The worked example of this whole pattern, including a hardened systemd unit with NoNewPrivileges, ProtectSystem=strict, PrivateTmp, and ProtectHome, is the OpenClaw hardening guide, and the same recipe transfers to any agent on this page. One more habit matters for all five: update on purpose. The March 2026 OpenClaw disclosures showed how fast a critical flaw in an agent becomes urgent, because an agent already runs commands, so a privilege escalation bug in one is far more serious than in an ordinary web app.
FAQ
What is the best self-hosted AI agent in 2026?

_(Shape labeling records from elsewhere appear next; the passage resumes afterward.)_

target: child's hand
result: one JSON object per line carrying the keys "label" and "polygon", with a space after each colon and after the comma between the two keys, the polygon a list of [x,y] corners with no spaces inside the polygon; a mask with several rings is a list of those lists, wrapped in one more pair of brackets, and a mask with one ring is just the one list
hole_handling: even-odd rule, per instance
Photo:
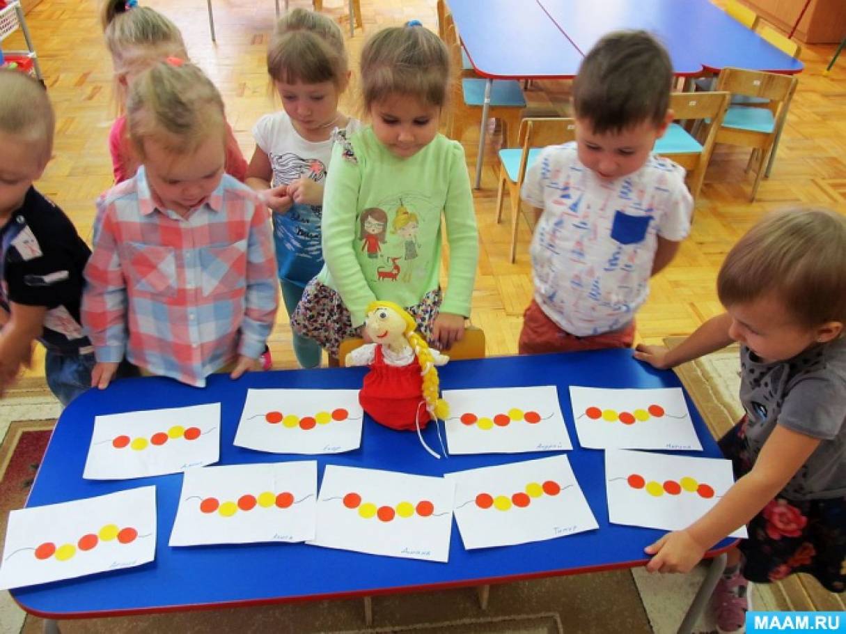
{"label": "child's hand", "polygon": [[644,549],[646,554],[652,555],[651,560],[646,564],[646,571],[689,572],[705,556],[706,550],[687,531],[668,532]]}
{"label": "child's hand", "polygon": [[464,336],[464,316],[452,312],[441,312],[435,317],[435,327],[431,331],[433,343],[442,350],[449,350],[453,344]]}
{"label": "child's hand", "polygon": [[288,185],[288,195],[298,205],[323,204],[323,185],[305,176]]}
{"label": "child's hand", "polygon": [[632,356],[639,361],[648,363],[652,367],[656,367],[659,370],[666,370],[671,367],[670,364],[667,362],[667,353],[669,351],[668,349],[662,345],[638,344]]}
{"label": "child's hand", "polygon": [[239,355],[238,361],[235,361],[235,367],[233,369],[229,378],[232,379],[240,378],[244,372],[250,372],[255,367],[256,361],[257,360],[253,359],[251,356]]}
{"label": "child's hand", "polygon": [[280,185],[277,187],[271,187],[269,190],[259,192],[259,198],[261,201],[273,210],[276,213],[284,213],[291,208],[294,201],[288,193],[287,185]]}
{"label": "child's hand", "polygon": [[115,372],[118,372],[119,363],[95,363],[94,369],[91,370],[91,387],[99,389],[106,389],[108,384],[114,378]]}

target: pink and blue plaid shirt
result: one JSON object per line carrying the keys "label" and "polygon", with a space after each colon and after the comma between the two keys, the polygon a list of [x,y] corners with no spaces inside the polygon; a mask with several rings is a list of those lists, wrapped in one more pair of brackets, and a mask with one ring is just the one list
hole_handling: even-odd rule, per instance
{"label": "pink and blue plaid shirt", "polygon": [[182,218],[154,200],[144,168],[97,201],[82,322],[100,362],[126,358],[198,387],[237,355],[257,358],[277,306],[267,212],[223,176]]}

It depends on the job. OpenClaw is the most capable and most popular personal agent, with over 380,000 GitHub stars by mid-2026, and Hermes Agent is the lightest alternative for the same role. Dify is the best platform for a team building LLM applications, OpenHands is the strongest autonomous coding agent, and Agent Zero is the most flexible multi-agent framework. Pick by use case first, then by how much hardening work you are willing to do.
Can I run a self-hosted AI agent on a cheap VPS?
Yes, for most of them. Hermes Agent runs on a $5 VPS and Agent Zero starts at around 2 GB of RAM, while Dify wants 2 to 4 GB free and OpenHands wants at least 4 GB. The agents themselves are light because the language model usually runs at a hosted API. If you also self-host the model, size the server for the model, which is a much larger requirement than the agent.
Do I need a GPU to self-host an AI agent?
No. The agent is a runtime: a loop, tools, and memory, all ordinary code that runs on a CPU-only VPS. A GPU only matters if you also want to run the language model itself on your own hardware instead of calling a hosted API. In that case the model has to fit in memory, and you should size the machine for the model before you download it.
Are self-hosted AI agents safe to run?
They are as safe as the limits you put around them. Every agent here runs commands or code, so the risks are an exposed control surface, a root install, and leaked API keys. The fixes are the same for all five: an unprivileged user, loopback-only interfaces reached over SSH or a VPN, a default-deny firewall covering IPv4 and IPv6, file permissions on secrets, and prompt updates. An agent installed that way is a reasonable thing to run; an agent exposed raw on a public port is not.